8) Data Sharing and Subprocessors

  • We call Jira Cloud APIs to perform the functions described above.

  • We may use infrastructure providers (e.g., hosting, monitoring) strictly as processors under data processing agreements. A current list of subprocessors is available upon request.

  • We do not sell Jira user personal data.

9) Security Measures

  • Tokens and secrets are stored securely and transmitted over TLS.

  • Principle of least privilege, access controls, encryption at rest, secret rotation procedures, and monitoring are applied.

  • Webhook endpoints are protected by non-guessable secrets and rate limits.

10) International Transfers

  • Where data is processed outside your jurisdiction, we rely on appropriate safeguards (e.g., SCCs or equivalent frameworks) with our subprocessors. Details available upon request.

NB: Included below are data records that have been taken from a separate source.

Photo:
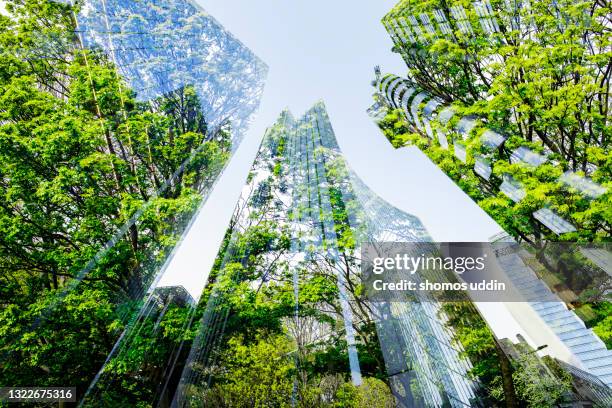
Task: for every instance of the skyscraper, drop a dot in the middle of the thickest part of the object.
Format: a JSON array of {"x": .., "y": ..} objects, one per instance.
[
  {"x": 163, "y": 46},
  {"x": 464, "y": 106},
  {"x": 300, "y": 189}
]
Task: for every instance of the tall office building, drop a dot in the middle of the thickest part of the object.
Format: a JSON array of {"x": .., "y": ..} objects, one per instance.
[
  {"x": 163, "y": 46},
  {"x": 301, "y": 186},
  {"x": 500, "y": 155},
  {"x": 178, "y": 60}
]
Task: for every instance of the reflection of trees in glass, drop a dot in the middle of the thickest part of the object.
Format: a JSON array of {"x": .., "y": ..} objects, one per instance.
[
  {"x": 80, "y": 157},
  {"x": 164, "y": 46}
]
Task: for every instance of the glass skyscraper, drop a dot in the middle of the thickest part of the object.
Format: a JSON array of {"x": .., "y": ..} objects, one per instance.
[
  {"x": 301, "y": 184},
  {"x": 162, "y": 46}
]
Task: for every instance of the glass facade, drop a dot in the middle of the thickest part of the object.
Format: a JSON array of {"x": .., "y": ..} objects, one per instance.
[
  {"x": 301, "y": 166},
  {"x": 162, "y": 46},
  {"x": 586, "y": 349}
]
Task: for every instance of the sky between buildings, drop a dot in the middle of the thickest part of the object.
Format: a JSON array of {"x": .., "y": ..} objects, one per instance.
[{"x": 322, "y": 49}]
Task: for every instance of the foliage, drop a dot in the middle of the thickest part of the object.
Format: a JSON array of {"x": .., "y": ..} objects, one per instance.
[{"x": 79, "y": 159}]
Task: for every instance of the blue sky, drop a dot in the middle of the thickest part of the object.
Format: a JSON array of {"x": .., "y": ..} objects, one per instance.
[{"x": 321, "y": 49}]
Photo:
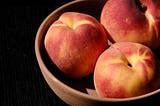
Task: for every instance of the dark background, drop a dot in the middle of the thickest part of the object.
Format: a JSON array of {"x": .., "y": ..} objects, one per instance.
[{"x": 21, "y": 81}]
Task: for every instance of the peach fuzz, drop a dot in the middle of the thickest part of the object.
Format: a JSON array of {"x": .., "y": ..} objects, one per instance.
[
  {"x": 133, "y": 20},
  {"x": 124, "y": 70},
  {"x": 74, "y": 42}
]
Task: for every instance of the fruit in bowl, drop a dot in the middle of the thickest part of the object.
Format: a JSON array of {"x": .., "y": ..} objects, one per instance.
[
  {"x": 133, "y": 20},
  {"x": 124, "y": 70},
  {"x": 74, "y": 42}
]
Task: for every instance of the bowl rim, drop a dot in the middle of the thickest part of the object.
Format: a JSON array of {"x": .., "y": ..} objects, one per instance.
[{"x": 70, "y": 89}]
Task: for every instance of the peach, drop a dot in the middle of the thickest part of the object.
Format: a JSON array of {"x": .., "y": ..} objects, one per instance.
[
  {"x": 74, "y": 42},
  {"x": 124, "y": 70},
  {"x": 132, "y": 20}
]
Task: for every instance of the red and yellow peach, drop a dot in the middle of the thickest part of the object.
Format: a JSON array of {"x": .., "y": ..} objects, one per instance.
[
  {"x": 124, "y": 70},
  {"x": 74, "y": 42}
]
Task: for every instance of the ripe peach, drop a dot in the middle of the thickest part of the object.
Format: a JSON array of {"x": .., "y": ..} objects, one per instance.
[
  {"x": 133, "y": 20},
  {"x": 74, "y": 42},
  {"x": 124, "y": 70}
]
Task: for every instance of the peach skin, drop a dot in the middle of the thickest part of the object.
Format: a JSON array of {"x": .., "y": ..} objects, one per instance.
[
  {"x": 74, "y": 42},
  {"x": 124, "y": 70}
]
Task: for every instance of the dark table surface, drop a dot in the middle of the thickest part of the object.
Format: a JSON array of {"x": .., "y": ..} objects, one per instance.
[{"x": 21, "y": 81}]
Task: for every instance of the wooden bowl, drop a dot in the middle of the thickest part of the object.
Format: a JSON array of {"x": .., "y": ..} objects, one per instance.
[{"x": 79, "y": 91}]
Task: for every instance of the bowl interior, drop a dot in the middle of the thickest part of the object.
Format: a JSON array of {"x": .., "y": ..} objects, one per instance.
[{"x": 84, "y": 85}]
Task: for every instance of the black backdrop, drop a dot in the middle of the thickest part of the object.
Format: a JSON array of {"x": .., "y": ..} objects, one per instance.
[{"x": 21, "y": 81}]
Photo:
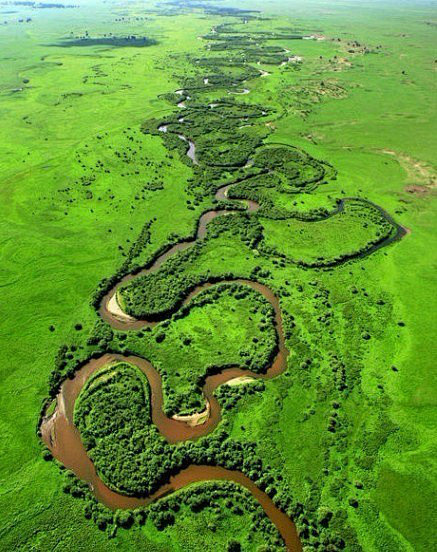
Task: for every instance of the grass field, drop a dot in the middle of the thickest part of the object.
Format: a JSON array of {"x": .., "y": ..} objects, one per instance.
[{"x": 350, "y": 424}]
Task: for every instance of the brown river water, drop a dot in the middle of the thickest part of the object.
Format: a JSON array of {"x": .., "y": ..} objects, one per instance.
[{"x": 63, "y": 439}]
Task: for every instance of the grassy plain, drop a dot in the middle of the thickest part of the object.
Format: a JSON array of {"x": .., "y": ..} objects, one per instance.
[{"x": 373, "y": 122}]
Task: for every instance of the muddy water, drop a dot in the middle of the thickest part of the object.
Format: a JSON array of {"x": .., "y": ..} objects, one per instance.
[{"x": 63, "y": 439}]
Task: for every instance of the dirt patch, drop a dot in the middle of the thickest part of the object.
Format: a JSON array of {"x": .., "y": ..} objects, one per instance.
[
  {"x": 423, "y": 177},
  {"x": 115, "y": 309},
  {"x": 241, "y": 380},
  {"x": 194, "y": 419}
]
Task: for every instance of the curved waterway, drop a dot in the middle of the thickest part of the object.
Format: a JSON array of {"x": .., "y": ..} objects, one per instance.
[{"x": 63, "y": 439}]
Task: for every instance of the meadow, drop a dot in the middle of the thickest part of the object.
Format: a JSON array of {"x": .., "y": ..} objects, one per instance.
[{"x": 93, "y": 190}]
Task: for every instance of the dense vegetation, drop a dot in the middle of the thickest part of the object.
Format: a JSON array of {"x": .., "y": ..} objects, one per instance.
[{"x": 318, "y": 133}]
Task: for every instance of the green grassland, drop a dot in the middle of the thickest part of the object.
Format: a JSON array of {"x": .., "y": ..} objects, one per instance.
[
  {"x": 350, "y": 424},
  {"x": 225, "y": 326}
]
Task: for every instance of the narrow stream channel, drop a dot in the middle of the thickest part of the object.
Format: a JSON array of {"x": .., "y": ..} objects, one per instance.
[{"x": 63, "y": 439}]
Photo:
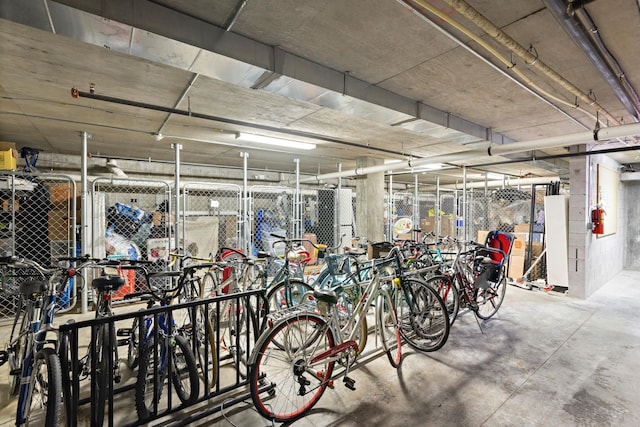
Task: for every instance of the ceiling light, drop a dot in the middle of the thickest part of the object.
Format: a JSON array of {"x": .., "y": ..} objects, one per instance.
[
  {"x": 261, "y": 139},
  {"x": 492, "y": 175}
]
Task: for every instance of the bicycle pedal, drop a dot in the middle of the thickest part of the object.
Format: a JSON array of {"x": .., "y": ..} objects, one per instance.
[
  {"x": 123, "y": 332},
  {"x": 349, "y": 383}
]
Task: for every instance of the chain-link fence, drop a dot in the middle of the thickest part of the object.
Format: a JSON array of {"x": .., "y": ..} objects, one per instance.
[
  {"x": 514, "y": 210},
  {"x": 37, "y": 222},
  {"x": 210, "y": 218},
  {"x": 131, "y": 219}
]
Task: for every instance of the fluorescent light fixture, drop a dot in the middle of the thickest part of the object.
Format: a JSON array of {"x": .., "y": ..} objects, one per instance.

11) Your Choices and Controls

  • You can disconnect the integration at any time. Disconnecting revokes tokens and stops processing.

  • You can request export or deletion for Jira-related personal data (by accountId) through your admin or via our support.

12) Children’s Data

  • Our services (including the Jira integration) are not directed to children. We do not knowingly process children’s personal data.

13) Contact for Privacy Requests

  • Email: hi@upvoty.com

  • Include your Jira site URL, Atlassian accountId (if available), your role (site/project admin), and the nature of your request (export or deletion). We will verify authority before fulfilling requests.

14) Changes to this Addendum

  • We may update this addendum to reflect changes in our integration or regulatory requirements. Material changes will be communicated through appropriate channels.